Clary saw the words on his screen as he typed them: Not currently. My usual plus-ones are otherwise engaged being emotionally unavailable or potentially feral. Why? Are you looking for a buffer against the popular-people onslaught?
Her breath hitched. Potentially feral. A joke to Allison. A knife to Clary.
The three dots bubbled. The reply came.
Allison Argent: Maybe. What if I asked you to be my buffer?
Stiles: Then I'd say yes. Consider me your official, sarcastic party shield.
Allison Argent: Perfect. It's a date. 😊
It's a date.
The words burned in the dim blue light of the paused movie. Han Solo was frozen in carbonite, a perfect metaphor.
Clary's control snapped. "You're going to the party with her." Her voice was flat, cold.
"After you asked me if I was going. You were scouting."
He didn't deny it. "She asked me."
"And you said yes." Clary shook her head, a bitter laugh escaping. "Is this some weird revenge, Stiles? For Scott? For me?"
The mention of their shared wounds ignited a cold spark. "This isn't about you, Clary."
"It feels like it's about me!" she shot back, her voice breaking. "Everything's been weird since last year! You've been weird! Scott's a terrified mess! And now you're just… moving on to the shiny new girl like none of it ever happened?"
He looked at her, the girl he'd loved since the sandbox, now sitting across a chasm of his own making. "Things change, Clary," he said, his voice flat, final. "People change."
He stood up, the movie forgotten. "I'll see you at the party."
He left her sitting in the frozen blue light, the echo of his words—It's a date—and the ghost of what they'd been hanging in the air between the empty bowl of popcorn and the paused screen.
Walking home through the familiar streets, Stiles looked at his phone, at Allison's last text. It's a date.
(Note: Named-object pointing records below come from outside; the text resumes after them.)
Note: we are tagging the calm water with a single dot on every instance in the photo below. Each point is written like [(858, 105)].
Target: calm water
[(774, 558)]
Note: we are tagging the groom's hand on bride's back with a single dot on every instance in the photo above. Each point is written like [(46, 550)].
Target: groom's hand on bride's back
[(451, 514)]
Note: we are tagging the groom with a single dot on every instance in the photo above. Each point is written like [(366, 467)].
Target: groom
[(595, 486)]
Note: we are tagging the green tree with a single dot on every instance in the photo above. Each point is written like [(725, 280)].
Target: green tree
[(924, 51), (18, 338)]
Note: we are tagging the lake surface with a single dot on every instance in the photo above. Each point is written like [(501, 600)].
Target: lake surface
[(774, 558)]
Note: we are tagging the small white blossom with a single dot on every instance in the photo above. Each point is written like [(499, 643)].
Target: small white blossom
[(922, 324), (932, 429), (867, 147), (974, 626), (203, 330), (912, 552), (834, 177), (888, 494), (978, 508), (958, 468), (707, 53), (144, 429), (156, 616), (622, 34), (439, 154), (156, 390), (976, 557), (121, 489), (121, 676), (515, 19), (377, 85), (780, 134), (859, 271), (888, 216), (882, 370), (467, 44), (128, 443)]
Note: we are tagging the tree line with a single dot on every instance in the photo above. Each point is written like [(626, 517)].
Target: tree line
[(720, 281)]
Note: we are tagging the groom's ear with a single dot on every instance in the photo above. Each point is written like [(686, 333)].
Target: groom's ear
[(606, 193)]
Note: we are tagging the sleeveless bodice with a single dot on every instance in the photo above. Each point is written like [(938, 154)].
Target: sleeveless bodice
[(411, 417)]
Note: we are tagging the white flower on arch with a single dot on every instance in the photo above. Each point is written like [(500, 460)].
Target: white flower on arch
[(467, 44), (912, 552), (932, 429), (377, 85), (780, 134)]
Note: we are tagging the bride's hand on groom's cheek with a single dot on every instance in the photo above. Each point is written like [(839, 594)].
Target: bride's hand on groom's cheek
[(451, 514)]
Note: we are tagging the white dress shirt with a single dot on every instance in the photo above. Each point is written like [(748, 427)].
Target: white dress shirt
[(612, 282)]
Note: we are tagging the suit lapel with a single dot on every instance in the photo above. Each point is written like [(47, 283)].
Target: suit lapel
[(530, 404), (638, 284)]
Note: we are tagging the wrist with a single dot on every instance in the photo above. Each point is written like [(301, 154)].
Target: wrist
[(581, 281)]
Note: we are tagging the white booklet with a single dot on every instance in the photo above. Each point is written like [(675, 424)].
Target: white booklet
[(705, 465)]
For the first time in a year, the endless hunger inside him was momentarily eclipsed by a different, terrifying, exhilarating feeling: hope. A date with sunlight. A dangerous, intoxicating gamble.
The humans were in the dark. Scott and Emmy were becoming monsters. And Stiles Stilinski was moving pieces on the board, preparing for a party, a date, and a storm he could feel gathering in the bones of the Preserve.